Department of Anesthesiology, Affiliated Hospital of Zunyi Medical University, 149 Dalian Street, Zunyi, 563000, Guizhou, People's Republic of China.
Guizhou Key Laboratory of Anesthesia and Organ Protection, Affiliated Hospital of Zunyi Medical University, Zunyi, 563003, Guizhou, People's Republic of China.
Sci Rep. 2024 Aug 21;14(1):19420. doi: 10.1038/s41598-024-70477-5.
Cardiovascular complications pose a significant burden in type 2 diabetes mellitus (T2DM), driven by the intricate interplay of chronic hyperglycemia, insulin resistance, and lipid metabolism disturbances.

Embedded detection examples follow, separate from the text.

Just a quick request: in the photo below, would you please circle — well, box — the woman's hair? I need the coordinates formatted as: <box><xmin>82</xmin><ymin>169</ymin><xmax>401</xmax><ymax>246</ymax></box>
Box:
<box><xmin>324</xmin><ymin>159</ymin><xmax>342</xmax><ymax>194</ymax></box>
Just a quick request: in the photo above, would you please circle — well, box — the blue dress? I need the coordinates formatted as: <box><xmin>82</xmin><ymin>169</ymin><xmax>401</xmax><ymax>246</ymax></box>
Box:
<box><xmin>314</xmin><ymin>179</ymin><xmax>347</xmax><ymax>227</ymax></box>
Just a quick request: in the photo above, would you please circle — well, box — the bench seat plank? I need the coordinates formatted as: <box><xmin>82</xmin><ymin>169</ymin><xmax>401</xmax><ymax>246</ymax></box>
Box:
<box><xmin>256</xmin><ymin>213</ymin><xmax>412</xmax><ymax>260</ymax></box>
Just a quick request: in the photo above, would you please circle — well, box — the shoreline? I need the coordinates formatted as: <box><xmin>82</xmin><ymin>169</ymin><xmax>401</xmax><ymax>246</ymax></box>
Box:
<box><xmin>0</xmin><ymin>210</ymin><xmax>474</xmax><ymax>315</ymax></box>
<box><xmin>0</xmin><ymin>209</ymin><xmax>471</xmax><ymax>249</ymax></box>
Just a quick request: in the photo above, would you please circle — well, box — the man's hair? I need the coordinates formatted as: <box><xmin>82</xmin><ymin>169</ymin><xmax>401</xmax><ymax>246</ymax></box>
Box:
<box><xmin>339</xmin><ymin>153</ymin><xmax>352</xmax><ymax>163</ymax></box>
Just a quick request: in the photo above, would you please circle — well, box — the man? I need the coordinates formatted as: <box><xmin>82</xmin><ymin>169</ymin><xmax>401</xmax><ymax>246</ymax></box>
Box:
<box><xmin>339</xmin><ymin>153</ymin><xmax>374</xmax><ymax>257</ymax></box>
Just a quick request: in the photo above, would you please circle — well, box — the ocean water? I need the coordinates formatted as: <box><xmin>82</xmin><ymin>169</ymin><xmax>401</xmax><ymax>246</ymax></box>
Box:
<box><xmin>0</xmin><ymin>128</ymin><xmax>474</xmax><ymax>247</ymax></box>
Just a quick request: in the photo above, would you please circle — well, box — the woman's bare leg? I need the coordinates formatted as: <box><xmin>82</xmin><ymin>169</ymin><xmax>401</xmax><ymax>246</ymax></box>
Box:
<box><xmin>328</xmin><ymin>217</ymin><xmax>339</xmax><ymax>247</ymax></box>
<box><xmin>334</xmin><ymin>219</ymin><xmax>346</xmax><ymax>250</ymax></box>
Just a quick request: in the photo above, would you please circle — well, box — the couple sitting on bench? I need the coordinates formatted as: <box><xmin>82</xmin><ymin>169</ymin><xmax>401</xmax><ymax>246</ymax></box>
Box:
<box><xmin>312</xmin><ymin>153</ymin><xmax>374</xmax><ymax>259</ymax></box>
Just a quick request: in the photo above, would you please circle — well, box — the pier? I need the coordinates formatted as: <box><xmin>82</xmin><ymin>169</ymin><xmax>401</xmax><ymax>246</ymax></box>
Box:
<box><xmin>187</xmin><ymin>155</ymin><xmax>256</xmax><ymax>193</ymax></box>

Myocardial ischemia/reperfusion (MI/R) injury during cardiopulmonary bypass (CPB) exacerbates cardiac vulnerability. This study aims to probe the role of Caspase-1-dependent pyroptosis in global ischemia/reperfusion injury among T2DM rats undergoing CPB, elucidating the mechanisms underlying heightened myocardial injury in T2DM. This study established a rat model of T2DM and compared Mean arterial pressure (MAP), heart rate (HR), and hematocrit (Hct) between T2DM and normal rats. Myocardial cell morphology, infarction area, mitochondrial ROS and caspase-1 levels, NLRP3, pro-caspase-1, caspase-1 p10, GSDMD expressions, plasma CK-MB, cTnI, IL-1β, and IL-18 levels were assessed after reperfusion in both T2DM and normal rats. The role of Caspase-1-dependent pyroptosis in myocardial ischemia/reperfusion injury during CPB in T2DM rats was examined using the caspase-1 inhibitor VX-765 and the ROS scavenger NAC. T2DM rats demonstrated impaired glucose tolerance but stable hemodynamics during CPB, while showing heightened vulnerability to MI/R injury. This was marked by substantial lipid deposition, disrupted myocardial fibers, and intensified cellular apoptosis. The activation of caspase-1-mediated pyroptosis and increased reactive oxygen species (ROS) production further contributed to tissue damage and the ensuing inflammatory response. Notably, myocardial injury was mitigated by inhibiting caspase-1 through VX-765, which also attenuated the inflammatory cascade. Likewise, NAC treatment reduced oxidative stress and partially suppressed ROS-mediated caspase-1 activation, resulting in diminished myocardial injury. This study proved that Caspase-1-dependent pyroptosis significantly contributes to the inflammation and injury stemming from global MI/R in T2DM rats under CPB, which correlate with the surplus ROS generated by oxidative stress during reperfusion.
心血管并发症在 2 型糖尿病(T2DM)中构成了重大负担,这是由慢性高血糖、胰岛素抵抗和脂质代谢紊乱的复杂相互作用驱动的。体外循环(CPB)期间的心肌缺血/再灌注(MI/R)损伤使心脏易损性恶化。本研究旨在探讨 CPB 中 T2DM 大鼠整体缺血/再灌注损伤中 Caspase-1 依赖性细胞焦亡的作用,阐明 T2DM 中心肌损伤加剧的机制。本研究建立了 T2DM 大鼠模型,并比较了 T2DM 大鼠和正常大鼠的平均动脉压(MAP)、心率(HR)和红细胞压积(Hct)。在 T2DM 和正常大鼠再灌注后评估心肌细胞形态、梗死面积、线粒体 ROS 和 Caspase-1 水平、NLRP3、前 Caspase-1、Caspase-1 p10、GSDMD 表达、血浆 CK-MB、cTnI、IL-1β 和 IL-18 水平。使用 Caspase-1 抑制剂 VX-765 和 ROS 清除剂 NAC 研究 CPB 中 T2DM 大鼠心肌缺血/再灌注损伤中 Caspase-1 依赖性细胞焦亡的作用。T2DM 大鼠在 CPB 期间表现出葡萄糖耐量受损但血流动力学稳定,同时对 MI/R 损伤表现出更高的易感性。这表现为大量脂质沉积、心肌纤维紊乱和细胞凋亡加剧。Caspase-1 介导的细胞焦亡的激活和活性氧(ROS)产生的增加进一步导致组织损伤和随之而来的炎症反应。值得注意的是,通过 VX-765 抑制 Caspase-1 减轻了心肌损伤,这也减弱了炎症级联反应。同样,NAC 治疗减轻了氧化应激并部分抑制了 ROS 介导的 Caspase-1 激活,从而减少了心肌损伤。这项研究证明,Caspase-1 依赖性细胞焦亡在 CPB 下 T2DM 大鼠整体 MI/R 引起的炎症和损伤中起重要作用,这与再灌注期间氧化应激产生的多余 ROS 有关。